I was attempting to import the XML/SQL dumps of the English Wikipedia http://download.wikimedia.org/enwiki/20081008/ (not the most recent version) using the three methods described at http://www.mediawiki.org/wiki/Manual:Importing_XML_dumps
I. Using importDump.php: While this is the recommended method, I did run into memory issues. The PHP (CLI) runs out of memory after a day or two, and then you have to restart the import. (The good thing is that it skips quickly over pages it is already imported after the restart.) However the fact that this crashed too many times made me give up on it.
II. Using mwdumper: This is actually pretty fast, and does not give errors. However I could not figure out why this imports only 6.1 Million Pages, as compared to 7.6 Millon pages in the dump mentioned above (not the most recent dump.) The command line output correctly indicates that 7.6 M pages have been processed – but when you count the entries in the page table, only 6.1M show up. I don’t know what happens to the rest, because as far as I can see there were no errors.

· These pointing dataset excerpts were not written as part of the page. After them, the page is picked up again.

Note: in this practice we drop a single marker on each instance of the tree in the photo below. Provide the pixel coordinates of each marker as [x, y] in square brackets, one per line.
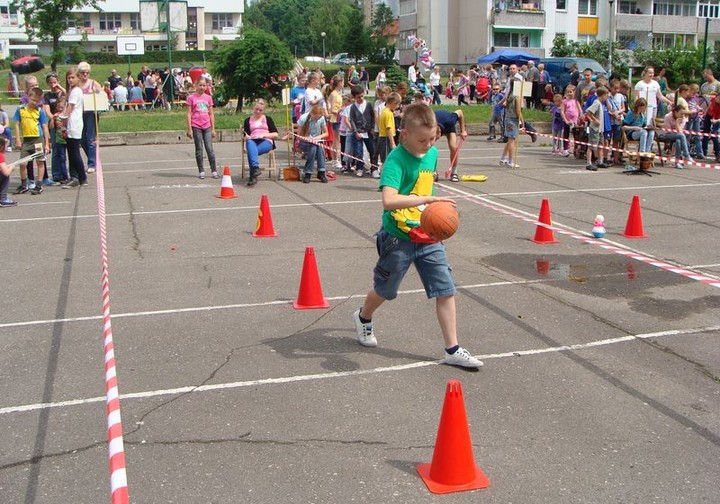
[249, 66]
[48, 20]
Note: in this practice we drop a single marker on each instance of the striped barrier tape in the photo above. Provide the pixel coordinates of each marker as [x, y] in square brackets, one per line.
[625, 151]
[477, 199]
[116, 451]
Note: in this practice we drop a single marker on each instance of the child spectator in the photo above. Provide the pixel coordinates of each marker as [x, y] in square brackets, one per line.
[386, 126]
[261, 133]
[313, 130]
[362, 122]
[497, 113]
[73, 129]
[596, 129]
[201, 126]
[5, 172]
[407, 186]
[558, 124]
[31, 128]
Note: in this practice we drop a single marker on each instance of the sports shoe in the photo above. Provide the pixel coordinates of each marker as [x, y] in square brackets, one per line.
[364, 331]
[462, 358]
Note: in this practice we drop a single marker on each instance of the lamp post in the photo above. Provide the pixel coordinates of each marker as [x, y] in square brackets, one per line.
[612, 36]
[323, 36]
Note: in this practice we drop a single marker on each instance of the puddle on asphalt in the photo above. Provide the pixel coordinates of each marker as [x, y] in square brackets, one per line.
[606, 277]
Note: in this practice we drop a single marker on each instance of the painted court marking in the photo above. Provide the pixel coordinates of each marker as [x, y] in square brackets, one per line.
[341, 374]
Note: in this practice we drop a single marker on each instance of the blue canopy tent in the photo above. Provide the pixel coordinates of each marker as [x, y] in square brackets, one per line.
[507, 57]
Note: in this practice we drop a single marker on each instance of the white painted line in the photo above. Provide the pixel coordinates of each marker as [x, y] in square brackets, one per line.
[244, 305]
[326, 376]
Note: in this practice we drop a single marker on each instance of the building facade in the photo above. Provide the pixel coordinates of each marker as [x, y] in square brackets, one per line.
[207, 20]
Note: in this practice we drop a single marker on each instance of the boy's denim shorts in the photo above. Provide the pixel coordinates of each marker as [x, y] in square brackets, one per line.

III. Using xml2sql: Actually this is not the recommended way of importing the XML dumps according to http://meta.wikimedia.org/wiki/Xml2sql - but it is the only way that really worked for me. However as compared to the other tools, this needs to be compiled/installed to get it to work. As Joshua suggested a simple: $ xml2sql enwiki-20081008-pages-articles.xml $ mysqlimport -u root -p --local wikidb ./{page,revision,text}.txt
worked for me.
Notes: Your local MediaWiki will still not look like the online wiki (even after you take into account that Images do not come with these dumps). 1. For that I first imported the SQL Dumps into the other tables that were available at http://download.wikimedia.org/enwiki/20081008/ (except page – since you have already imported it by now.) 2. I next installed the extensions listed in the “Parser hooks” section under “Installed extensions” on http://en.wikipedia.org/wiki/Special:Version 3. Finally, I recommend that you use HTML Tidy, because even after the above steps, the output is screwed up. The settings for HTML Tidy are in the LocalSettings.php. These are not there by default, you need to get them from includes/DefaultSettings.php. The settings that worked for me were: $wgUseTidy = true; $wgAlwaysUseTidy = false; $wgTidyBin = '/usr/bin/tidy'; $wgTidyConf = $IP.'/includes/tidy.conf'; $wgTidyOpts = ''; $wgTidyInternal = extension_loaded( 'tidy' );
And
$wgValidateAllHtml = false;
Ensure this last one is false - else you would get nothing for most of the pages.
I hope the above information helps others who also want to Import of XML Dumps of Wikipedia into Mediawiki.
Thanks to all who answered my posts, O. O.